We've done our best to try and stay just ahead of the game and yet within the bounds of likelihood. In the opening episode, the PM determines to push through an amnesty for illegal immigrants. We chose this precisely because it is a debate worth airing. When Liam Byrne, minister of state at the home office, mentioned the possibility of an amnesty last year, John Reid came down on him like the wolf on the fold. And yet Spain has done it several times, with little adverse effect on the economy.

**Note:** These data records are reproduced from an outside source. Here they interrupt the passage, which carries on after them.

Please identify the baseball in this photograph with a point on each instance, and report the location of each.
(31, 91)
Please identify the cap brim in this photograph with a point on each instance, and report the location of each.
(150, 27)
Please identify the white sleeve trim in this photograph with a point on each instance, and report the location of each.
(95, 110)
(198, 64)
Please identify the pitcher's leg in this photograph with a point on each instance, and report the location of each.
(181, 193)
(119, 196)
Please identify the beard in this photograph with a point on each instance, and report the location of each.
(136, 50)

But little of that detail cuts much mustard in the world of daily politics, where matters are dictated by soundbites and kneejerks. So even our fictional PM has to let his dream go when, in the same episode, the home secretary goes AWOL, a tube train crashes and someone else loses the entire House of Lords.

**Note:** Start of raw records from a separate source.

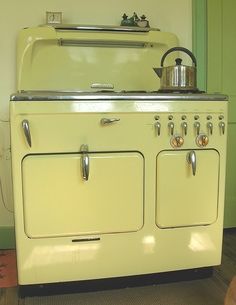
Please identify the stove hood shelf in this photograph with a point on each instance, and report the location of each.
(101, 28)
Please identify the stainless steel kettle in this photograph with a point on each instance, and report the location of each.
(178, 77)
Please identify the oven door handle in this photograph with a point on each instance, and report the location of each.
(191, 158)
(26, 129)
(84, 162)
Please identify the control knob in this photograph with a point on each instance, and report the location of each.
(177, 141)
(202, 140)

I'm proud to think that Number 10 might be an advertisement for politics and those involved in it. If the series has a slogan, it's summed up in this speech by one of the PM's special advisers: "I've never lived in a council flat. I had a privileged upbringing, private school, best university. And that's precisely why I think it is my duty to use all that education to fight to make life better for everyone else. And you know what, even our opponents want to do that—Tories, Liberals, even Greens—different methods, different beliefs, but in the end we're all the same, we all want to do something for people. It's called public service."
This is a frighteningly old-fashioned belief. I've wheeled it out at dinner parties and had a rough time of it. But it strikes to the core of what Number 10 tries to say about politicians. I still believe that (nearly) everyone in politics wants to make the world a better place. I want to do it the "right" way and my political opponents want to do it the "wrong" way, but they still want to do it.
So this is a series about people who want to make the world a better place. They may spend most of their time fighting fires, flak-catching and watching their backs, but they're still in the game to make Britain safer, richer, happier. Maybe politicians are the good guys, after all.
Starring Anthony Sher, Haydn Gwynne and Stephen Mangan, "Number 10" starts at 9pm on Friday 7th September on BBC Radio 4.